Bahwa setiap usaha manusia membongkar mitos akhirnya terjebak atau melahirkan mitos baru.

Kesadaran manusia, menurut Karl Gustav Jong, memiliki ikatan yang saling terhubung satu sama lain membentuk kesadaran kolektif (Collective Consciousness). Adanya kesadaran Kolektif ini muncul dari alam bawah sadar manusia membentuk sesuatu yang dikenal dengan istilah “kepercayaan”. Kepercayaan akan sesuatu yang tidak bisa difahami menggunakan nalar positif dikenal sebagai “Mitos”.

Pada dasarnya manusia adalah “homomitologis”. Sebagai makhluk yang senantiasa berusaha menaklukkan semesta (sesuatu yang lebih besar dari pada dirinya), tidak sedikit manusia melakukan langkah-langkah yang disandarkan pada mitos. Apa yang pertama kali dijumpai oleh manusia mula-mula, seperti hujan, angin, pergantian siang dan malam, petir, dll pada kenyataannya telah membuat mereka “overthinking”. Mereka mengkhawatirkan “Jangan-jangan ini semua bisa mengancam keberadaan kita”. 

Dalam salah satu artikel yang ditulis oleh Claude Levi-Strauss, ahli antropologi budaya Perancis, The Structural Study of Myth (1955). Menurutnya mitos bisa diuraikan sebagaimana kita menguraikan musik. 

“Untuk dapat membaca tatanan not balok dalam sebuah orkesta, garis melodik harus dibaca secara diakronikal dalam satu halaman; sementara itu alunan harus dipahami secara sinkronik, naik dan turunnya garis-garis dan ruang-ruang not itu dalam struktur chord. Alunan melodi itu ada di antara keseimbangan pola harmonis dan gerakan melodis menyebabkan hubungan musik dan Bahasa atau musik dan mitos menjadi serupa.”

Yang ingin dikatakan Strauss adalah bagaimana mitos yang hidup dalam suatu lingkup kebudayaan itu terbentuk dan membentuk kesadaran masyarakatnya. Sebab, menurut Strauss, struktur mitos itu mencerminkan struktur masyarakatnya. Sehingga dapat disimpulkan mitos ditujukan sebagai perekat masyarakat yang dapat menjelaskan realitas dan budaya yang ada. Mitos memberikan panduan mengenai apa yang nyata dan penting bagi kehidupan suatu kelompok masyarakat. 

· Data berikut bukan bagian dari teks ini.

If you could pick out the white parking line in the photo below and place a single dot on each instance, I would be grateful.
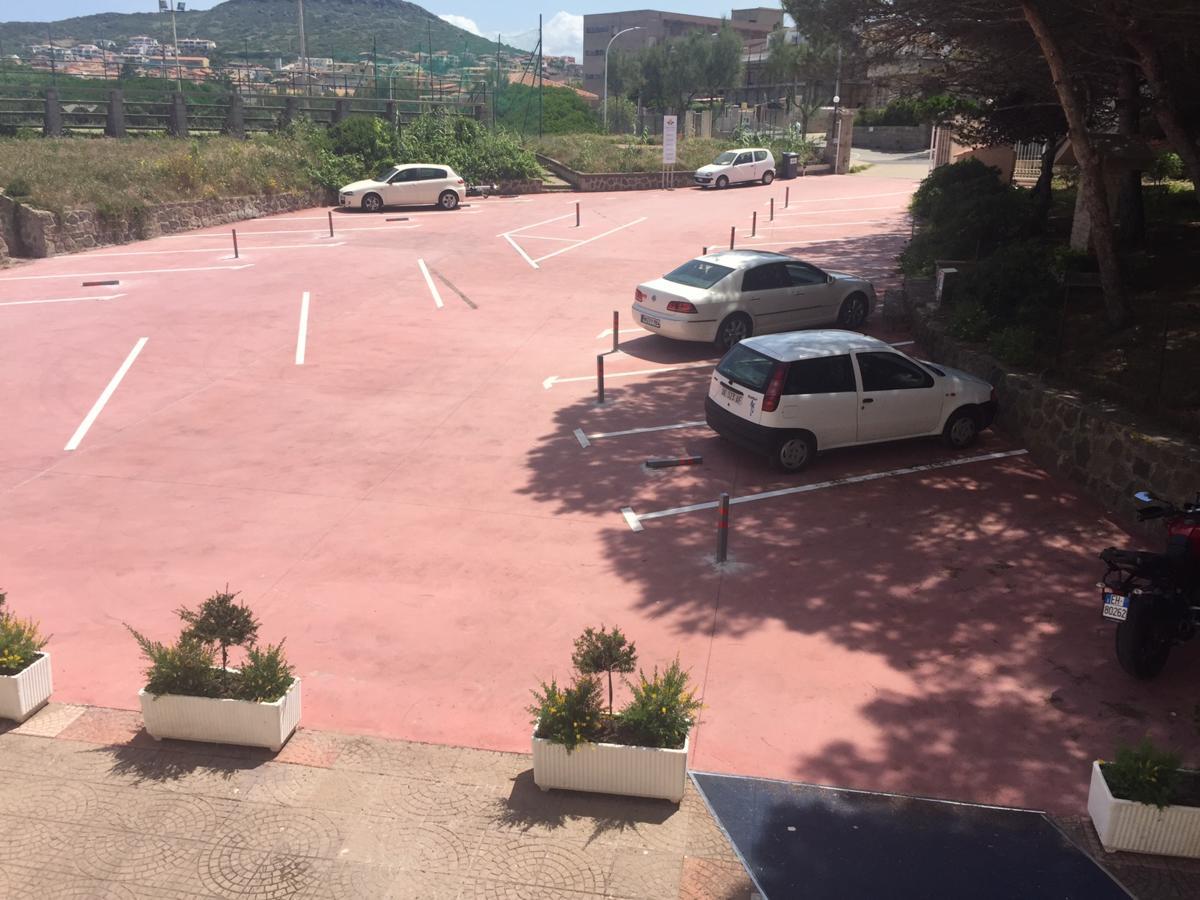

Seperti halnya agama, mitos butuh kepercayaan penuh untuk menghidupkan berbagai hal diantara kita. Roland Barthes (1915-1980), pemikir prancis yang ikut andil dalam perdebatan teori mitos dengan pendekatan semiologi Saussurean, dengan lantang menyerukan agar kita tidak perlu menghindari mitos. Mitos menurutnya bukan seperti dipandang orang awam, cerita “bohong” sekaligus ditakuti. Juga bukan seperti kalangan positivis yang menggangap ini sebagai takhayul yang harus dibuktikan secara emfiris, jika ingin dianggap sebagai kebenaran. Bagi Barthes, mitos adalah “a type of speech”, satu model berujar. Ia hadir dalam keseharian kita. Bukan hanya dari kisah-kisah nenek moyang saja, melainkan hadir lewat televise, radio, koran,film, music, majalah, makanan, kendaraan dan sebagainya. Setiap kita, entah orang awam atau ilmuwan selalu bersentuhan dengan mitos, karena mitos ada dalam system Bahasa.

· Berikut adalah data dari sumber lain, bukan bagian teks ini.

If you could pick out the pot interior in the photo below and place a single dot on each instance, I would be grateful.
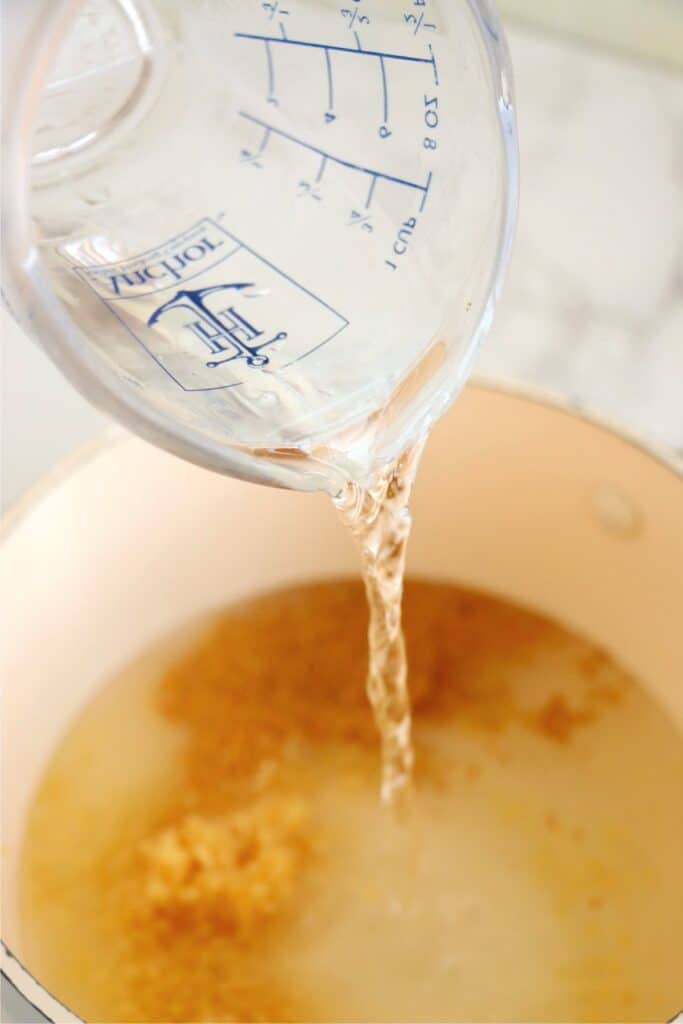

Jika demikian, apakah Bahasa dalam agama luput dari mitologisasi? Barthes tidak membahas soal ini. Tetapi, bahasa dalam agama memiliki struktur bahsa yang serupa dengan bahasa yang lain, yakni tanda(sign) yang juga terdiri dari penanda(signifier) dan petanda(signified). Pemitosan pada ajaran agama sangat mungkin terjadi pada level bahasanya, bahkan ajaran agama sekalipun barangkali bentukan mitologisasi pada zamnnya. Karena wahyu sebagai sumber Bahasa agama senantiasa menggunakan bahasa metafora. Misalnya, nama “al-Qur’an” untuk kitab suci umat islam. Al-Qur’an sebagai penanda, maka tinandanya adalah “bacaan”, kini tinandanya adalah “kitab suci”. Peralihan Kesan atau tinanda ini berarti mitologisasi.

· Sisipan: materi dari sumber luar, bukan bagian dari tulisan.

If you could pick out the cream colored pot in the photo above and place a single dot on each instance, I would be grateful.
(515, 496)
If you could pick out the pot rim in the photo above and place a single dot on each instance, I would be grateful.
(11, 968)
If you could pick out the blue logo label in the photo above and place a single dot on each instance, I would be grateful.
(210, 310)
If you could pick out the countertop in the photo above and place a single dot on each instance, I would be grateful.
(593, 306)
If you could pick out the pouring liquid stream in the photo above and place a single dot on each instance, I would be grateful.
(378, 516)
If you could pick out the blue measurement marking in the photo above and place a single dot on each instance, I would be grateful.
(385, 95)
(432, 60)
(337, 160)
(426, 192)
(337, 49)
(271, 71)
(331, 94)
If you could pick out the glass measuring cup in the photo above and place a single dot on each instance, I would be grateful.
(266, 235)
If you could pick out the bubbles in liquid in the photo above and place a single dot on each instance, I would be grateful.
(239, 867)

Dalam konteks hari ini mitologi masih menjadi bagian dari kehidupan sehari-hari di Indonesia. Bukan hanya mitos tentang kehidupan masyarakat tradisional, tetapi juga mitos-mitos kontemporer yang bertebaran. Walaupun di era digitalisasi, mitos tidak akan pernah tenggelam dan tidak juga akan punah dengan kemajuan zaman. Terbukti dalam masyarakat Indonesia fenomena mitos masih banyak dijumpai dan setiap daerah mempunyai mitos yang berbeda Bukan hanya mitos tentang kehidupan masyarakat tradisional, tetapi juga mitos-mitos kontemporer yang bertebaran. Di bidang politik, ekonomi, sosial, agama, hingga budaya, mitologisasi telah menjadi atmosfir yang kental, apalagi tahun 2024 merupakan tahun ambang berbagai kepentingan, diantaranya Pemilu.